Kinder richtig loben: Warum „gut gemacht“ oft nicht hilft

Kinder richtig loben heißt: beschreiben statt bewerten. Statt „Gut gemacht“ oder „Du bist so ein braves Kind“ erzählst du deinem Kind einfach, was du siehst und was es geschafft hat, zum Beispiel „Du hast die Schuhe ganz allein angezogen, sogar mit dem Klettverschluss“. Dieses beschreibende Lob stärkt das Selbstwertgefühl von innen, weil dein Kind sich selbst ein Urteil bilden darf, während das ständige bewertende „Toll“ es eher abhängig von deinem Applaus macht. In diesem Artikel zeige ich dir, warum „gut gemacht“ oft nicht hilft und wie du stattdessen formulierst, mit vielen konkreten Lob-Sätzen zum direkten Nachsprechen.
Das Wichtigste in Kürze:
- Beschreibendes Lob (was ich sehe) wirkt nachhaltiger als bewertendes Lob (mein Urteil über das Kind).
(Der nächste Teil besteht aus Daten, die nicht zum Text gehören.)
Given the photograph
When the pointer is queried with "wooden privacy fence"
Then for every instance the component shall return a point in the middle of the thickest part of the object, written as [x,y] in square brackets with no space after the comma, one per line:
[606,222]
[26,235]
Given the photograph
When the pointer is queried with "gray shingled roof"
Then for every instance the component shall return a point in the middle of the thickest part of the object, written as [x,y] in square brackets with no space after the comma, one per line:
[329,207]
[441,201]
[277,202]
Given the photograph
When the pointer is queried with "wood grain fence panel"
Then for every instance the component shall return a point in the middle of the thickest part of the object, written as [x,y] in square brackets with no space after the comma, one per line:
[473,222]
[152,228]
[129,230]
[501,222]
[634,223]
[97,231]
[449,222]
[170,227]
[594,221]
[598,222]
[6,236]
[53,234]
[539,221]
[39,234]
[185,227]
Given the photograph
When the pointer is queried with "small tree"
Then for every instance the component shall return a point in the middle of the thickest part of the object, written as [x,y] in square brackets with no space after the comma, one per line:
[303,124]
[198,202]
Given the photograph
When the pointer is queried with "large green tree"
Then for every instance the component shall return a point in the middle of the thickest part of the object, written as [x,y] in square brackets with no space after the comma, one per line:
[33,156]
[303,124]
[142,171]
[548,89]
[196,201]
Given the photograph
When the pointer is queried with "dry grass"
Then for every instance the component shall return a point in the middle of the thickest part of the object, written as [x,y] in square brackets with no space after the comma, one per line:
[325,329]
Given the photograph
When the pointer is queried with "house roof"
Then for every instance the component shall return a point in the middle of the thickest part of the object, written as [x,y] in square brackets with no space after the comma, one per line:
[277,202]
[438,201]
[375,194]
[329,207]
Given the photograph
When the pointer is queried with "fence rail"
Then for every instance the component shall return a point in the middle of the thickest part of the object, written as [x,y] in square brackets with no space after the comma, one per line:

- Floskeln wie „gut gemacht“ oder „brav“ sagen wenig aus und können Kinder lobabhängig machen.
- Echtes, aufmerksames Lob stärkt den Selbstwert, leere Übertreibung untergräbt ihn.
- Lobe lieber die Anstrengung und den Weg als das Ergebnis oder feste Eigenschaften.
- Konkrete Sätze, die das Kind selbst zu einem Schluss kommen lassen, helfen am meisten.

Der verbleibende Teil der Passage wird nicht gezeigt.